Spotfire® User Guide

Modeling and cleansing data

You have a multitude of opportunities to cleanse, modify and enhance your data with Spotfire.

Note: Some of the functionality described here can only be authored or accessed using the installed Spotfire client.

Reuse database models

If you have spent a lot of time setting up relations and building models in a database you can naturally take advantage of this work in Spotfire. All relations and constraints defined in the database can be used when defining the views to look at in the data connection or information link configuration.
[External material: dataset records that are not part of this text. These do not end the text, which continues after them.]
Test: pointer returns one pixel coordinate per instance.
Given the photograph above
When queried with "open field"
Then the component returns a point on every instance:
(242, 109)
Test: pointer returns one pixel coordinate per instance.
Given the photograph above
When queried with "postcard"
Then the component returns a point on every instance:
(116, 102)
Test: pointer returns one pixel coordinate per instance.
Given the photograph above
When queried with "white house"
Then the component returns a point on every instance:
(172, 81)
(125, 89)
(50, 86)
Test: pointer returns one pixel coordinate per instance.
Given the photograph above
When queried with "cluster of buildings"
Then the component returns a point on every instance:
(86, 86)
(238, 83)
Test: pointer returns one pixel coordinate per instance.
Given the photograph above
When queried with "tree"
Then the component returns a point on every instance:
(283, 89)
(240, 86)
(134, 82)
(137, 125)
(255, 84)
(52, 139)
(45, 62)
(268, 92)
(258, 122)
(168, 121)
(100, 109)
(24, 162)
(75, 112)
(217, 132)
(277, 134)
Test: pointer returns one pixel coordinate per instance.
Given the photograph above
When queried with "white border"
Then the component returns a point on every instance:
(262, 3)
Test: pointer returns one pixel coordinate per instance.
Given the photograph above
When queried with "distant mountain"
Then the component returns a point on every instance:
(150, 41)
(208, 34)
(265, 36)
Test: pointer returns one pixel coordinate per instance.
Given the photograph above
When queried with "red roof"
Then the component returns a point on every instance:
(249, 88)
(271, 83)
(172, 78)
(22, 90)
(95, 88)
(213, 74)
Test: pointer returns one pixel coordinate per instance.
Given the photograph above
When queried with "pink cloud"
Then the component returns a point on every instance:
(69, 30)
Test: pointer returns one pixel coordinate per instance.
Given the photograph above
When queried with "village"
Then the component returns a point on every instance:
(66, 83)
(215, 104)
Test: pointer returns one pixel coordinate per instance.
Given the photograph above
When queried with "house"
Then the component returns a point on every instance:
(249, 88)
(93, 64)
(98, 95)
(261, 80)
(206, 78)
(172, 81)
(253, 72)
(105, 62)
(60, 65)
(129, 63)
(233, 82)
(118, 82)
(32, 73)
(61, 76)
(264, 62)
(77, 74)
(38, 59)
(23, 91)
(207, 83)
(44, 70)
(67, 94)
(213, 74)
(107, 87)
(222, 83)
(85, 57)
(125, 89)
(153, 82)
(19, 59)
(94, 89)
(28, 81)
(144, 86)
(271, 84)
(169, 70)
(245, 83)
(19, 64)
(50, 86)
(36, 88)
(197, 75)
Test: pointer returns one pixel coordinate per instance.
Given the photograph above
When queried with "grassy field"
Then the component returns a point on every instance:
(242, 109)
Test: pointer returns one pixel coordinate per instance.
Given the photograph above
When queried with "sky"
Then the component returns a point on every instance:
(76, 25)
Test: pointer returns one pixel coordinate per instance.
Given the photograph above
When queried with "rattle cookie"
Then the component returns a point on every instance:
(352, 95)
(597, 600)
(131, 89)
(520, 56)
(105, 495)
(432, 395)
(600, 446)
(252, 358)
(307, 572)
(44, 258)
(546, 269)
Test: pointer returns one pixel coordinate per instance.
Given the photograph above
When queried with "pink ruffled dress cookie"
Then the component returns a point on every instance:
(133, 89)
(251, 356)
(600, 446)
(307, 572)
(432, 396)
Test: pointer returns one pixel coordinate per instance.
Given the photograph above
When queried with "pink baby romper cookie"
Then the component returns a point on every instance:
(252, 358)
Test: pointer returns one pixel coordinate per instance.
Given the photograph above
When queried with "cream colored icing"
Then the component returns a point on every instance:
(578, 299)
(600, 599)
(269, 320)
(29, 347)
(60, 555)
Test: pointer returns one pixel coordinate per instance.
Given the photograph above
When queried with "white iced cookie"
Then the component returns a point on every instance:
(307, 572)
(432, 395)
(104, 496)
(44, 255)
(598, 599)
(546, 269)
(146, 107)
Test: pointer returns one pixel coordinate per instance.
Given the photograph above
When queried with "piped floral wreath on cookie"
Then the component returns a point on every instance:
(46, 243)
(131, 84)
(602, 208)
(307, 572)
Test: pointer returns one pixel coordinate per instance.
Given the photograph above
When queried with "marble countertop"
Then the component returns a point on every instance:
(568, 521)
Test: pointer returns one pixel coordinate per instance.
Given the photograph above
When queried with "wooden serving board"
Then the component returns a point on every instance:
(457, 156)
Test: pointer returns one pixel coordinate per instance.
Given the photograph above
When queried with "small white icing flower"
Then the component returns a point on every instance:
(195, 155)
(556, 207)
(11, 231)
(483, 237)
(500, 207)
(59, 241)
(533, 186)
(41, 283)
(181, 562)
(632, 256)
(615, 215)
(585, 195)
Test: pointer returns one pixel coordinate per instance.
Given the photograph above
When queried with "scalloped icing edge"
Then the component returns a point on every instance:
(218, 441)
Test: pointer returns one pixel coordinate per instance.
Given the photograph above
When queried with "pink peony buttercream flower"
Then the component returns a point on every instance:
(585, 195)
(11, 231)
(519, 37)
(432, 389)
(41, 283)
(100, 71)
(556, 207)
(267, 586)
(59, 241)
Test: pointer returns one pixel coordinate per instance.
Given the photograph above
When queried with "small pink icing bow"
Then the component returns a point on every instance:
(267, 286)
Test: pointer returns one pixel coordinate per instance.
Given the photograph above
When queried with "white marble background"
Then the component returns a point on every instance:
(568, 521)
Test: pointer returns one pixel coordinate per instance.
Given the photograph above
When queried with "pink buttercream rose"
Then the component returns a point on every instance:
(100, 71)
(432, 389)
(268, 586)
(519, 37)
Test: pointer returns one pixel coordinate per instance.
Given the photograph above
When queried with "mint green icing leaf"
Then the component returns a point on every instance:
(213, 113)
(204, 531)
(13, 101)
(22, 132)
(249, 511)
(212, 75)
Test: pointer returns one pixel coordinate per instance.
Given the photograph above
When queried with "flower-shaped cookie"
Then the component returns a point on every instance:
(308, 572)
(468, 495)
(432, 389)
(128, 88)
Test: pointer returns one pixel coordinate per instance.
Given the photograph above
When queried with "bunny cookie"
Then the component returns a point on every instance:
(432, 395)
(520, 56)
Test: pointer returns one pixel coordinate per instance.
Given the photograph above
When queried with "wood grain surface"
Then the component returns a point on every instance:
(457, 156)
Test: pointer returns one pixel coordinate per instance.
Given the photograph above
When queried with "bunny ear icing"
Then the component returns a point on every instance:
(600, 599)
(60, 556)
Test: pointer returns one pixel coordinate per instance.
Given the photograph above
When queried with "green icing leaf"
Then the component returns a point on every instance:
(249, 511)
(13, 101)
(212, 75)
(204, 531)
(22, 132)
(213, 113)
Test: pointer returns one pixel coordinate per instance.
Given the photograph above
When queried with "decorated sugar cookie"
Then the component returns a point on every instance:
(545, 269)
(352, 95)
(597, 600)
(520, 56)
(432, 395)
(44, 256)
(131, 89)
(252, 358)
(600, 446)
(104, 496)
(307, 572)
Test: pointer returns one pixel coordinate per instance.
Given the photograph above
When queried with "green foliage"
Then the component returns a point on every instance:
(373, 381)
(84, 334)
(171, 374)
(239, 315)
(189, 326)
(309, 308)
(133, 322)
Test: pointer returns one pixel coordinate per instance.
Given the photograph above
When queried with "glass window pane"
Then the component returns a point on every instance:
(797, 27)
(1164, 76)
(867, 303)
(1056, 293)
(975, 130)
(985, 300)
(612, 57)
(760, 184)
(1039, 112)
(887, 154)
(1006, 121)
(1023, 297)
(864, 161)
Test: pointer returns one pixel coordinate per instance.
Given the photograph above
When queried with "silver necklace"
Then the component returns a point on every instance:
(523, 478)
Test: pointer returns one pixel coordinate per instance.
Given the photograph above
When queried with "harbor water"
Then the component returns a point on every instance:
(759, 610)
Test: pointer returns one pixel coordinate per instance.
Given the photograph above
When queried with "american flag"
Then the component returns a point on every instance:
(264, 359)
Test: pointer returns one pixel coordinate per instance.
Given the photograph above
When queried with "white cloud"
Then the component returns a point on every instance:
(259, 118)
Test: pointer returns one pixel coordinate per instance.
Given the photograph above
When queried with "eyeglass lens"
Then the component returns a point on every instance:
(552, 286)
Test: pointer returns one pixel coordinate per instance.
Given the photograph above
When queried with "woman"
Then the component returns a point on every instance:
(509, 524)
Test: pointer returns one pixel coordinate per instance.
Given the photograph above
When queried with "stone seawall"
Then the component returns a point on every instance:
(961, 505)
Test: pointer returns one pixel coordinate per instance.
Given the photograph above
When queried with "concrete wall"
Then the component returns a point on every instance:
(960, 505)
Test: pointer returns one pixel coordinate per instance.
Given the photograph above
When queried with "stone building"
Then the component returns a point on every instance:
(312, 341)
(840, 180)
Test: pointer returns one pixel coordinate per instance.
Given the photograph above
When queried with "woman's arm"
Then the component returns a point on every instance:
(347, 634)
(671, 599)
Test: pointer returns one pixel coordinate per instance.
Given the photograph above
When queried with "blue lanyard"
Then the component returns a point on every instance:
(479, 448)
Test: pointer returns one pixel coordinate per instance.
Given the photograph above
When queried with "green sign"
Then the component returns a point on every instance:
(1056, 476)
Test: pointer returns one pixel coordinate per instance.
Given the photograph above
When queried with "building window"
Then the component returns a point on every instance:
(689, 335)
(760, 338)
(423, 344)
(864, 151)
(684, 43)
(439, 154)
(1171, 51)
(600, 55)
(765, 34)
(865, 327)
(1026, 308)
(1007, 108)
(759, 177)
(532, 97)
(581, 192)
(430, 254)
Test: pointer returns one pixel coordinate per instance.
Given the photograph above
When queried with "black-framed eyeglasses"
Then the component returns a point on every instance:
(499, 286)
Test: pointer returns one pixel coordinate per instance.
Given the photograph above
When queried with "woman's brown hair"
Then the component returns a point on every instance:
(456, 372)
You can save data connections, information links and their elements, as well as analysis files in the library, and reuse them, thereby reducing the start-up time for creating a new analysis to a minimum

Data wrangling

The expanded Data in Analysis flyout gives you the possibility to directly change things like the data type, formatting and categorization of a column. Depending on the column type you might also have the option to split a column into multiple columns, or, to replace empty values with a value. Some types of cleansing might also be shown as a recommendation applied using a single click.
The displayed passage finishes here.